Tellingly, there was very little reference to how the Kinect would interact with the new games revealed for the Xbox One.
That is, not to say that the conference was completely bereft of games. Two teaser trailers and two longer features were shown, but three of those four games were the latest installments in already popular franchises. There was very little new and interesting stuff revealed, the only entirely new game shown at the conference being a teaser for Remedy’s Quantum Break, which consisted of a strange hybrid of animation and live action, which mostly just left anyone watching scared that even here, in the small gaming part of the conference, TV had infiltrated.
From a business perspective, this movement away from gaming seems unwise. Even if this new direction does interest new customers, who is it that’s going to be lining up until midnight to buy the new system? Who is it that’s going to be forced to buy the Xbox One to stay up to date? It’s probably not the family of four looking for a new system to watch morning cartoons on. Even though the system might, very possibly, be bought and used by these potential customers, those kinds of home entertainment systems age. Nothing forces someone to upgrade their home entertainment system every few years. The people looking for these systems will buy them on an as-needed basis, and that isn’t going to help the Xbox One in its pivotal opening sales.
The Xbox One will inevitably be pitted against the latest Sony console, the PS4, in the latest incarnation of the “console wars” that break out with every new console from either company. Xbox will be competing against Sony for the next generation of gamers and game producers, and in that competition existing gamer customers could be pivotal.
However, despite how puzzling these decisions from Xbox might seem when compared to Sony, it is possible that the gamer point of view is not the one needed to understand what can be, at first, an aggravating decision from Xbox. If the gaming community could step back from Xbox and look, instead, at Microsoft, a larger competitor than Sony comes into the light – Apple, and in turn, the Apple TV. With that in mind, the Xbox One becomes much more than a gaming console with too many extra parts. It’s evidently not meant to complete only with the PS4, but also all of Microsoft’s current competitors; instead, it is aiming to really be the “One System”, a synergy of technology that can contend with PlayStation, Apple TV, and cable providers simultaneously, and possibly catapult Microsoft to the top.

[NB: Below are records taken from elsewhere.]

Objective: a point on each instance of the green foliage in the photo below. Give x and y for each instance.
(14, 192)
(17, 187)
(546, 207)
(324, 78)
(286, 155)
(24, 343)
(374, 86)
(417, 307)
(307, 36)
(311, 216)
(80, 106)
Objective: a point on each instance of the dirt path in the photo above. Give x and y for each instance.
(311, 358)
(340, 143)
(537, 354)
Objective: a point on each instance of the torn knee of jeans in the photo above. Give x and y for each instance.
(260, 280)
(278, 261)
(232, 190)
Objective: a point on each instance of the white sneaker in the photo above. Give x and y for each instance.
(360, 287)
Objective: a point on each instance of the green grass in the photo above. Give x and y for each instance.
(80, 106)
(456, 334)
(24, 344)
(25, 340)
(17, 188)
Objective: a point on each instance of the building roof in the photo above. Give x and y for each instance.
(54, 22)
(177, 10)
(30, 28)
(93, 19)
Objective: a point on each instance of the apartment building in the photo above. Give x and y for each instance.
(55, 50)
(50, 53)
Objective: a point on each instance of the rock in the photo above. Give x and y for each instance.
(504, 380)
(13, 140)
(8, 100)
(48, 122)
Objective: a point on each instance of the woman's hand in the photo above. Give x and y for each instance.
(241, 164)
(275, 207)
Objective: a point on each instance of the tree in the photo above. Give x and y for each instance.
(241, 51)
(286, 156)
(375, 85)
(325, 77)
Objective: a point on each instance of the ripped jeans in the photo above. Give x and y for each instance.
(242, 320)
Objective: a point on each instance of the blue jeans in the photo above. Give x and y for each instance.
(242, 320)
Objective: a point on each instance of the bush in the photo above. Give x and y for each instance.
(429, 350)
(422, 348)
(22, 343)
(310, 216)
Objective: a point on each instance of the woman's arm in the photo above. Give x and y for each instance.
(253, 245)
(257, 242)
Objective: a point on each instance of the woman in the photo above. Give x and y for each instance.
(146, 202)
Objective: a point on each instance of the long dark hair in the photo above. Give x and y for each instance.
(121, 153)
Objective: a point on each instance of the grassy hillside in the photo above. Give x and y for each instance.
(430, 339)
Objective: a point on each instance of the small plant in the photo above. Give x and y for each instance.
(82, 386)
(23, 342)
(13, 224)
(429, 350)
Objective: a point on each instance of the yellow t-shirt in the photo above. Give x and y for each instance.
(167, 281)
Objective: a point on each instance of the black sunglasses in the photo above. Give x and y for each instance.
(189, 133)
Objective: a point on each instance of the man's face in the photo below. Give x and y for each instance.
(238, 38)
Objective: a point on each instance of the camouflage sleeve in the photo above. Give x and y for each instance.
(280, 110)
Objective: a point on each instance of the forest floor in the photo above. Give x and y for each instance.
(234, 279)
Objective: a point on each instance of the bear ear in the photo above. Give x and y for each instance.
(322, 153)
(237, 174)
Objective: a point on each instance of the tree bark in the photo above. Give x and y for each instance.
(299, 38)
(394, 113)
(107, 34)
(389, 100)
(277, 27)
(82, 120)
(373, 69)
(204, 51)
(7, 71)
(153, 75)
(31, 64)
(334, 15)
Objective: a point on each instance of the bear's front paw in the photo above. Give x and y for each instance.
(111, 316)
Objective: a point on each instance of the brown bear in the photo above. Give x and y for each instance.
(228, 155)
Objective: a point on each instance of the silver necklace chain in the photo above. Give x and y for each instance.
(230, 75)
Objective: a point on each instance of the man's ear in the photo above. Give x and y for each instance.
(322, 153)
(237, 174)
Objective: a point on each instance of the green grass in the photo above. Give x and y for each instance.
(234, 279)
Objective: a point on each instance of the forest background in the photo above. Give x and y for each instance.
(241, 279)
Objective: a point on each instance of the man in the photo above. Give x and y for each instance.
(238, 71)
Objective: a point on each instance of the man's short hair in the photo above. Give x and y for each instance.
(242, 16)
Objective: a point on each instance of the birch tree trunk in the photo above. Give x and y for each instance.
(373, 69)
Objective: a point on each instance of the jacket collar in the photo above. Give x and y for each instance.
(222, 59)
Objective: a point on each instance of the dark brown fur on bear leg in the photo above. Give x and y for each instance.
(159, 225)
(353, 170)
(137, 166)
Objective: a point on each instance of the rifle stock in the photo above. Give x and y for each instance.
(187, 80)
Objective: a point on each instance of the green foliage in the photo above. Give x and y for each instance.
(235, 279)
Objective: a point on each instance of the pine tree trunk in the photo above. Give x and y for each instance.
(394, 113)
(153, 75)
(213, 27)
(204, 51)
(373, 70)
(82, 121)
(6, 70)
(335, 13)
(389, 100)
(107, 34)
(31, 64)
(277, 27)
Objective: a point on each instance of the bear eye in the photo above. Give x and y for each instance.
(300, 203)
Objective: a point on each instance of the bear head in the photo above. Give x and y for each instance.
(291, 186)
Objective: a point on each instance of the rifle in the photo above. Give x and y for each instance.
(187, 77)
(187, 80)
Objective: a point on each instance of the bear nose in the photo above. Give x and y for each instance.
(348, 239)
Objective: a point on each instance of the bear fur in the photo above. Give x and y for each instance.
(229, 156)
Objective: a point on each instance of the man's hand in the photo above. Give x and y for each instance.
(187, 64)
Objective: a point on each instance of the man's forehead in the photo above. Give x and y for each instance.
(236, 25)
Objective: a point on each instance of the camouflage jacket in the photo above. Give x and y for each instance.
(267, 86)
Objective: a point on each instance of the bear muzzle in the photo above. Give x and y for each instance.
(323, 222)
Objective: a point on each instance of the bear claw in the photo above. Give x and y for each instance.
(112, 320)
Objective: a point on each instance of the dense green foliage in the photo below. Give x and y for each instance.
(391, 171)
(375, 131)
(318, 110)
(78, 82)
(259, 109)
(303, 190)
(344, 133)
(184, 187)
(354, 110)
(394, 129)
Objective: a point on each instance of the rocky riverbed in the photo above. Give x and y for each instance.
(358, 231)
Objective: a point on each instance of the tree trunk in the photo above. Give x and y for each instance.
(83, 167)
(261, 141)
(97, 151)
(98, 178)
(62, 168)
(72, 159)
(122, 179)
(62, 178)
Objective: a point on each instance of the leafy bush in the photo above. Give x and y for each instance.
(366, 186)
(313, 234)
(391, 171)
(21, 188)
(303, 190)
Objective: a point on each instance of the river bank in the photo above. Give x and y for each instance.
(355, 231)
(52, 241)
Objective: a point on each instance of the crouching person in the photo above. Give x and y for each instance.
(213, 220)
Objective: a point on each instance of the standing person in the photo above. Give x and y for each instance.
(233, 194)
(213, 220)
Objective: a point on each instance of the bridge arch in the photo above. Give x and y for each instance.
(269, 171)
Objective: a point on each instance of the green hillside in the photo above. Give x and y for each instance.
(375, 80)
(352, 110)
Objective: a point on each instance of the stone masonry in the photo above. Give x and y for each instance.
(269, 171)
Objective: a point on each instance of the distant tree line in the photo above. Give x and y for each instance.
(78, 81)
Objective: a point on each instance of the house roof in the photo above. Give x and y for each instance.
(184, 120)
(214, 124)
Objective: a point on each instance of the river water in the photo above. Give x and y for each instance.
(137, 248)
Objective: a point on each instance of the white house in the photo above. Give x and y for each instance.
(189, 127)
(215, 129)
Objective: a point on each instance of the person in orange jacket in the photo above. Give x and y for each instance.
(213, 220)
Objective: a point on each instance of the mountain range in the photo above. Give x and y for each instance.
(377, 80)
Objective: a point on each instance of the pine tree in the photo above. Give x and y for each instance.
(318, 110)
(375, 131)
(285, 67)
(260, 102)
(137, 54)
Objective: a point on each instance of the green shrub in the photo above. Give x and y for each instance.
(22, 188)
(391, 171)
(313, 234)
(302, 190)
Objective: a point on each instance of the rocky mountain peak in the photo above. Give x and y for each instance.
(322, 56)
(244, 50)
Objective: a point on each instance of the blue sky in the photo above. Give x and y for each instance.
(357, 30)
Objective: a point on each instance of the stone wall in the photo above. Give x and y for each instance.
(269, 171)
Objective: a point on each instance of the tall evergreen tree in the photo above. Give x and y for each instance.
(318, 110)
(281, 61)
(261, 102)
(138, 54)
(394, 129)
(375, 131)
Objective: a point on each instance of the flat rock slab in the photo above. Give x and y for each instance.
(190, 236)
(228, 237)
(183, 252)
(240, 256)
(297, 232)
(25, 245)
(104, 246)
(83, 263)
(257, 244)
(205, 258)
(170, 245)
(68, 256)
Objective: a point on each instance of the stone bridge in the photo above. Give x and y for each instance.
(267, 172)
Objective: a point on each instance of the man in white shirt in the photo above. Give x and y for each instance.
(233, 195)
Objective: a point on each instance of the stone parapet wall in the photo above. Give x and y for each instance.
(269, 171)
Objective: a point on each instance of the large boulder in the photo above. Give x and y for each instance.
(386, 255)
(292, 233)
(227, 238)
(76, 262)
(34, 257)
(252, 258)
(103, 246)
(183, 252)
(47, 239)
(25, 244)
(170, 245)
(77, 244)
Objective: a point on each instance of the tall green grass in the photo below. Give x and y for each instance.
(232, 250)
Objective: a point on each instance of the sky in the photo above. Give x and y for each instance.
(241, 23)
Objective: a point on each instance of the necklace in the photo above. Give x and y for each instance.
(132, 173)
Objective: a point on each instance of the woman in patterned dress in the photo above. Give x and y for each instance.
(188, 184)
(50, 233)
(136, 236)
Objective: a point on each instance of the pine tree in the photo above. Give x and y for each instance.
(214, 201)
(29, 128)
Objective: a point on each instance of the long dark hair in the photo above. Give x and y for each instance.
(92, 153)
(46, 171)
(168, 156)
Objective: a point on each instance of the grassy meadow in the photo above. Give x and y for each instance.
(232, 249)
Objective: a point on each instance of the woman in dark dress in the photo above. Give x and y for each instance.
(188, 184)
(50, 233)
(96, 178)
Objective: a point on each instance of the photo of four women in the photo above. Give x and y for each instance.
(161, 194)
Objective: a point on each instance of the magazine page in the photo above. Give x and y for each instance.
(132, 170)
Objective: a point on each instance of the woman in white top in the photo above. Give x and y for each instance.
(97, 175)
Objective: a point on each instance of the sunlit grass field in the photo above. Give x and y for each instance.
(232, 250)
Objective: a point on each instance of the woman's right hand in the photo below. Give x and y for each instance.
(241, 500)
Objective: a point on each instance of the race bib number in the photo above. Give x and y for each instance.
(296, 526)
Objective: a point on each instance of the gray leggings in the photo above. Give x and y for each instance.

This could be a terrible idea, and many gamers seem to think so. It could be that disgruntled gamers will leave Xbox for the PS4, while people looking for entertainment systems ignore the Xbox One for being ‘just a gaming platform.’ It could, however, go the other way; if Microsoft does this well, and works out when to sell which parts of the system and to whom, they could have a lucrative machine on their hands.
The gamers, of course, aren’t all going to be happy, and they have the right to be a little angry. Microsoft is dragging the Xbox through our controller-crooked fingers from the basement to the family room. In the process they’re inevitably going to annoy some fans and completely loose others, especially with the PS4 right there to scoop up any flagging Xbox fans in a comfortably gamer-focused safety net. However, these fans are evidently a part of a calculated sacrifice Microsoft has decided to make in their goal of creating the Xbox One. This is a telling move by the Microsoft executives, showing that PS4 might win the “console wars” this time, but only because Microsoft has made such a drastic move towards creating this One synergic system that can fight on all fronts at once for them. Gamers who do stick with Xbox might just be in for a treat.